From the desk of Dave Koster
It’s been a big year for our community,
our utility, and for me.
Last December, Loren Howard, who served the Holland BPW for 25 years—as General Manager since 2007—left Holland and the Board of Public Works for Monte Vista, Colorado. We honored Loren for his service to our community and renewed our commitment to providing reliable, affordable, and sustainable power, water and wastewater treatment services. I’m very proud to carry forward the standard of excellence Loren represented.
Continuing that legacy means preparing for the future. Perhaps the biggest challenge we face today is ensuring we’re able to continue to provide power for the decades to come. The relative prosperity Holland has enjoyed despite the national downturn has accelerated our need for increased base load power generation, and it’s time to decide how we’re going to meet that need.
This year, we launched our Power for the 21st Century (P21) Initiative, which aimed to educate our community on the problems facing Holland’s aging generating facility and to gather the community’s feedback. We launched www.p21decision.com. We took to Facebook, YouTube, and Twitter. We ran advertisements on billboards, in print, on the radio, and online. We hosted weekly presentations on topics ranging from regulations to energy optimization and conservation. The response was overwhelming; we received phone calls and emails, and conversations began throughout the community. In short, it worked.
In early August, HDR released the results of their Sustainable Return on Investment (SROI) Study of Holland’s options for meeting the growing energy demand. It’s been an exhaustive, year-long process, and it revealed a number of compelling options. These results, alongside last year’s Community Energy Plan and the voice of our community, will inform our formal recommendations to the Holland City Council this fall.
But it’s not just power; planning for the future across all our utilities is crucial to our success, and it’s crucial to Holland’s success. The Holland BPW looks 10, 20, even 50 years out to ensure reliable service—reliability that attracts industry and commerce to the Lakeshore. Many of the businesses that call Holland home have cited the Holland BPW’s outstanding rates and reliability as key reasons for their decisions, and we’d like to ensure they continue to do so.
That reliability was tested last July 11th, 2011, when a violent storm put much of Holland in the dark. By 5:00 that afternoon 70% of Holland had power again, and within 24 hours, power had been restored to roughly 95% of the community—a testament to the dedication of our employees and the systems in place allowing us to get our infrastructure back online quickly.

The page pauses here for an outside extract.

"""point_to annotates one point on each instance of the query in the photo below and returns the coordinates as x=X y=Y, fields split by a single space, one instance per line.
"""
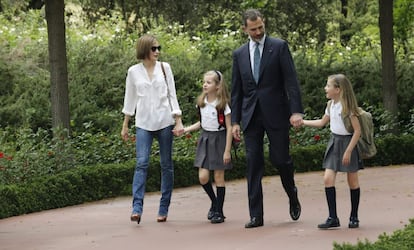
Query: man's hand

But the infrastructure that Holland relies on is aging, and as those components of our power, water, and wastewater treatment systems age, the cost of maintaining them increases. Much of our system is due for replacement to keep things running smoothly.
Those infrastructural improvements cost money, but the cost of doing nothing is ultimately higher. We work hard to control our costs, and the infrastructural improvements we make periodically help us mitigate costlier, unplanned interruptions of service and the repairs necessary to get things running again. And when possible, we partner with the City and other organizations to reduce the cost of these improvements. Even with the rate pressures we face, we’re pleased to offer services with rates and reliability far better than the national average.
We remain engaged in lawsuits with the Sierra Club regarding air permitting and routine maintenance and repairs at our James DeYoung facility. The Holland BPW is one of many utilities across the country targeted by the Sierra Club. This year we secured defense assistance from our insurance provider, who has pledged to cover ongoing legal charges as well as recovering several millions of dollars already spent. We’re frustrated with the costs and resources of defending these lawsuits because we know the DeYoung facility has been operated in full regulatory compliance. We feel the suits are part of a national agenda for the Sierra Club, and while we take their impact on our community seriously, we won’t let them distract us from making a positive impact for our customers.
The challenges we face are about more than how to keep the lights on. They’re about what kind of utility we’ll be—not only for our residential customers, but for commercial and industrial customers as well. They’re about how our utilities can better serve our community, our environment and our local economy. And they’re about what kind of community we’ll leave for our children and their children.
They’re difficult questions, and the decisions that we make in the years ahead will be with us for decades. We recognize that reality, and as we continue to serve the community, our focus will remain where it’s always been: on providing innovative, sustainable, reliable, and affordable utilities to our community.